Slightly OT, but maybe somebody has an idea.

Alexander_L_1 · ‎02-06-2017

Hi,

(My question abot ISA-Extension is near the bottom of post)

today I has found a old piece of code, done time profiling and ....was nearly fallen from the chair.

What's happen? This very smal piece of code consumes a lot of time, much more as was expected by me and therefore was never profiled before.

for (int i = 0; i < n; i++)
{
objectLabels = labelsMap[objectLabels];
}

int* objectLabels and int* labelsMap are 32-byte aligned arrays declared as object members, and created with malloc during object construction.

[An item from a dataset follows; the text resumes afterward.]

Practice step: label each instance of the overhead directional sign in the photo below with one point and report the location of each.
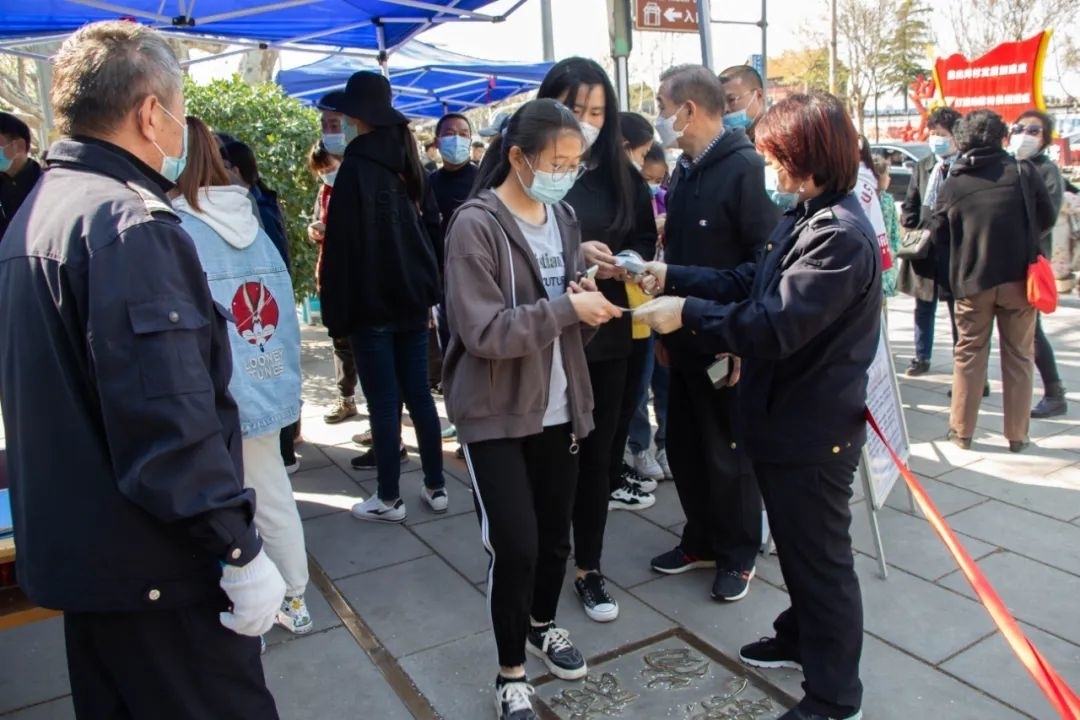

Parallelizing loop with OpenMP makes it reayll very slow, what wonders me too again. But, in order to do that, I've "renamed" some variables in order to declare it shared. Because OpenMP does not help (at the end I done it withs parallel_invoke manually and get some better execution timing) eiher I has my originall sequential loop with "renamed" varibales:

int* _sh_objectLabels = objectLabels;
int* _sh_labelsMap = labelsMap;
for (int i = 0; i < n; i++)
{
_sh_objectLabels = _sh_labelsMap[_sh_objectLabels];
}

NOW, some wonder happens - this version performs 50%-60% better as version above - but this is exactly the same! How is this possible?

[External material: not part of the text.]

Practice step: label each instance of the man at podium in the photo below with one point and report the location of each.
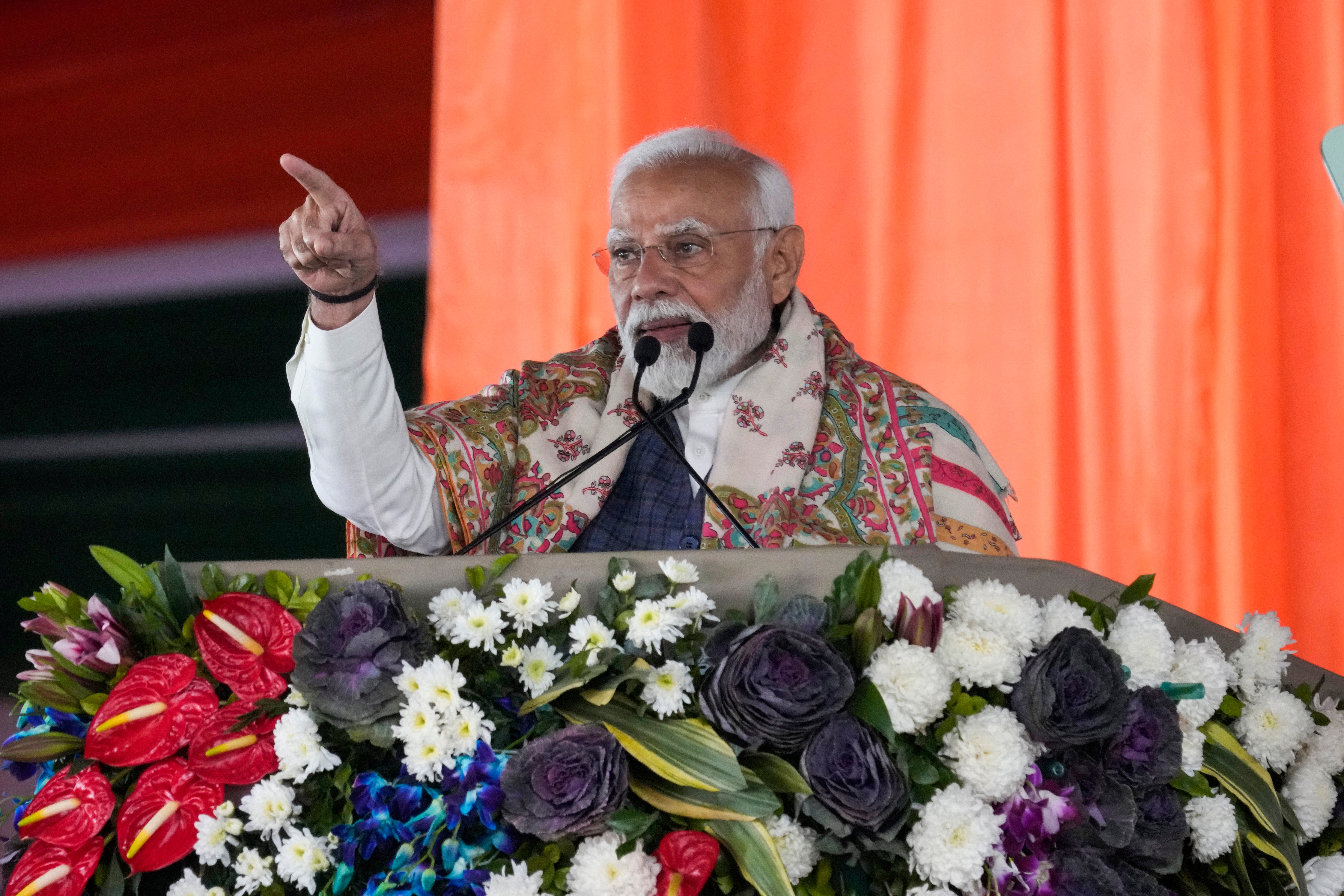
(802, 440)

Btw. This version performs with nearly same performance:

   int* _sh_objectLabels = objectLabels;
   int* _sh_labelsMap = labelsMap;
   register int* _sh_objectLabels_ptr = _sh_objectLabels;
   register int _sh_objectLabels_val;
   register int _sh_labelsMap_val;
   for (int i = 0; i < N; i++)
       {
           _sh_objectLabels_val = *_sh_objectLabels_ptr;
           _sh_labelsMap_val = *(_sh_labelsMap + _sh_objectLabels_val);
           *_sh_objectLabels_ptr = _sh_labelsMap_val;
           ++_sh_objectLabels_ptr;
       }

[ Compiler: Microsoft VS 2015.3 ]

My two questions:

1. Why it is generally so exorbital slow? Does this has something with processor jump-logic (here is no one jump!), memory access, cache, chipset, etc?
2. Is it possible to speedup this code with SSE/AVX/AVX2? Can new gather/scatter help here in some way?

Many thanks in advance!

James_C_Intel2 · ‎02-07-2017

How large is the objectLabels array? Since you want to parallelize it, I hope it's large. If it *is* large, and you just allocated it, it's likely that the real cost here is in page-faults to populate it. (At least, that would be true on Linux :-)) If that is the case the details of the instructions in the loop are utterly irrelevant.

Alexander_L_1 · ‎02-07-2017

The array is large, but not too huge. Why shouuld page faults be transmitted on each memory access and not only on boundaries crossing? I've some algorithms with 5 input arrays, which are all much bigger, but execution time is lower. Something here is very strange.

andysem · ‎02-07-2017

I think the problem can be caused by poor predictability of the memory accesses. Depending on the values in objectLabels (before the loop), the loop may result in an effectively random access pattern over labelsMap, which would hamper hardware prefetching.

The loop also can't be easily parallelized because objectLabels and labelsMap may overlap. Pre-loop checks cannot resolve this problem because accesses through labelsMap are not bounded.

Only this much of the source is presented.